Heparin-induced thrombocytopenia
The College of American Pathologists recently published consensus recommendations for the laboratory diagnosis and monitoring of heparin-induced thrombocytopenia (HIT).1 HIT is an adverse drug reaction to the administration of the anticoagulant heparin resulting in a decrease in the platelet count (thrombocytopenia) while paradoxically dramatically increasing the risk for thrombosis. The risk for HIT depends on the type of heparin used; unfractionated heparin (UFH) has a higher association with HIT than the low-molecular-weight heparins (LMWH). The surgical patient treated with heparin is at greater risk of developing HIT than the medical patient. Approximately 5% of orthopedic surgery patients and 3% of cardiac surgery patients who receive UFH will develop clinical HIT (defined as a 50% or greater fall in the platelet count). The overall risk of thrombosis in the HIT patient is 75%, the risk being proportional to the severity of the fall in the platelet count.
HIT is an acquired antibody-mediated drug reaction. For unknown reasons, some patients develop antibodies that recognize a complex of platelet factor 4 (PF4) and heparin. At the same time, various products released from the activated platelets lead to the generation of thrombin, resulting in a hypercoagulable state and subsequent risk for venous and arterial thrombosis. The hypercoagulable state can persist for days after the discontinuation of heparin.
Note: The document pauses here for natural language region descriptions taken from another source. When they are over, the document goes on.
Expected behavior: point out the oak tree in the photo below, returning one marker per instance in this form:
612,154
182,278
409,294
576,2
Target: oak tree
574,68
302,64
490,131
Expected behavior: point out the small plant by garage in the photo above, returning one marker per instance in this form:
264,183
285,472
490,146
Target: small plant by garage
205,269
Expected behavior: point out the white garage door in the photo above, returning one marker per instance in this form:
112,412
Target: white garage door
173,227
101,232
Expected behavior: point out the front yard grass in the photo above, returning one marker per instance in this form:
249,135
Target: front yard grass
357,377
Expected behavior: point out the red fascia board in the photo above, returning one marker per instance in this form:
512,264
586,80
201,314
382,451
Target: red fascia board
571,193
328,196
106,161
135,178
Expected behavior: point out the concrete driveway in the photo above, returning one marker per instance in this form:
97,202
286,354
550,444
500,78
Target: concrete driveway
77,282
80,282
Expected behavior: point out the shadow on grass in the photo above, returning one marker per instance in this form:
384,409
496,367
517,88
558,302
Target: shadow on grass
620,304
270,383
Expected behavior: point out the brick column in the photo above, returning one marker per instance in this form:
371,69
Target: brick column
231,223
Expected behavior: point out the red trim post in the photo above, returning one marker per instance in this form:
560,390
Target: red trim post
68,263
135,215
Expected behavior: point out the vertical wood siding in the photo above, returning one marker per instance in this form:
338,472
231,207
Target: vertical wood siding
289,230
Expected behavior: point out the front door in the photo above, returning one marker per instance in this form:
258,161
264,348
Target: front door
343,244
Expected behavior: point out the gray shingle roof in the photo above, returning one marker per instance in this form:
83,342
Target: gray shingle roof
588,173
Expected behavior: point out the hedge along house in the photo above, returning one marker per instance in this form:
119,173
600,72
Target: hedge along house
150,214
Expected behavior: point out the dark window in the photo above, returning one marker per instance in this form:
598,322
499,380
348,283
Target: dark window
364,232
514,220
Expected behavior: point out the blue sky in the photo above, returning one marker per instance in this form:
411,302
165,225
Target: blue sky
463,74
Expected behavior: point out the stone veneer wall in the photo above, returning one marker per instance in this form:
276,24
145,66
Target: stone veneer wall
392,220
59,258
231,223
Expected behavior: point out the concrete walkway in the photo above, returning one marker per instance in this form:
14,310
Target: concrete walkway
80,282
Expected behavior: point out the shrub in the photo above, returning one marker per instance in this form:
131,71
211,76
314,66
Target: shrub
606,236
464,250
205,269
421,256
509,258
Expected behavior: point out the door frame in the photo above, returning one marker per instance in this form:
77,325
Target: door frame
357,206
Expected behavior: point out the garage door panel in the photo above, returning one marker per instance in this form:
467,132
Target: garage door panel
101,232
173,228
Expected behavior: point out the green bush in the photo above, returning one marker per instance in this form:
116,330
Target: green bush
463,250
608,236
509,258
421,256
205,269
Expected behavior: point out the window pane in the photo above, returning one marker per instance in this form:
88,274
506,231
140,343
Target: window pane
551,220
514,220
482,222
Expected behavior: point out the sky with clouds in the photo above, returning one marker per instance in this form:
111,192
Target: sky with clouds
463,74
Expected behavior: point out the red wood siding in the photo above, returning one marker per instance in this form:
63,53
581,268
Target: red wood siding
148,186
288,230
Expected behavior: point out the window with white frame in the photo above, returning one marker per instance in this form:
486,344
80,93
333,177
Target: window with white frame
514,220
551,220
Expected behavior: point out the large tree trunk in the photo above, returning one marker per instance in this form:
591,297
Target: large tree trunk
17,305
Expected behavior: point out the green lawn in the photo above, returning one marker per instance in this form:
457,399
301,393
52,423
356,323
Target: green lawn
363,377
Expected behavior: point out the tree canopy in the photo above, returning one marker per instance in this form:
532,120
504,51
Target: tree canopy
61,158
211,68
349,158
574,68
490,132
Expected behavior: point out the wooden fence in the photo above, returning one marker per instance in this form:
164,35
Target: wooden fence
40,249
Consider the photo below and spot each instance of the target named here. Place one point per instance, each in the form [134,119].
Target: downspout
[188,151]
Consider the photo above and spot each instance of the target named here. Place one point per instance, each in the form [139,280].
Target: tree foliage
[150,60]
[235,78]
In patients who have never received heparin but who develop HIT, the fall in the platelet count begins 5 to 10 days after heparin therapy is instituted (day 0 is the day heparin is started) and the median platelet count nadir is 55 to 60 x 109/L. To aid in the early detection of HIT, the frequency of platelet-count monitoring should be appropriate for the risk of developing HIT. Patients at highest risk include postoperative patients receiving prophylactic or therapeutic-dose UFH; these patients should receive platelet counts at least every other day between day 4 and day 10 of therapy. Patients in the intermediate-risk category (medical/obstetrical patients receiving UFH, postoperative patients receiving prophylactic LMWH, patients receiving intravenous [IV] catheter flushes with UFH) should have their platelet counts monitored at least 2 or 3 times between days 4 and 10. The low-risk patients (medical/obstetrical patients receiving LMWH, or medical patients receiving IV flushes with UFH) do not need routine monitoring. Those patients who have been exposed to heparin within the past 100 days need a platelet count within 24 hours of reinitiation of heparin to identify those with rapid-onset HIT due to pre-existing circulating HIT antibodies. A platelet fall of 50% or greater from baseline can indicate HIT, even if the platelet count nadir remains >150 x 109/L.
Patients with suspected HIT are then tested for HIT antibodies. HIT is a clinicopathologic diagnosis and requires that both clinical abnormalities and HIT antibodies be present. Acute serum or plasma should be used as HIT antibodies are transient and are usually not detectable after a median of 50 to 85 days. HIT antibody assays fall into 2 categories: washed platelet activation assays and antigen assays. Both show similar high sensitivity. The platelet assays show greater specificity (in that the antigen assays are more likely to detect antibodies in the absence of clinical HIT), especially in cardiac surgery patients. If no HIT antibodies are detected, another etiology to the thrombocytopenia must be sought. 1Arch Pathol Lab Med. 2002:126;1415-1423.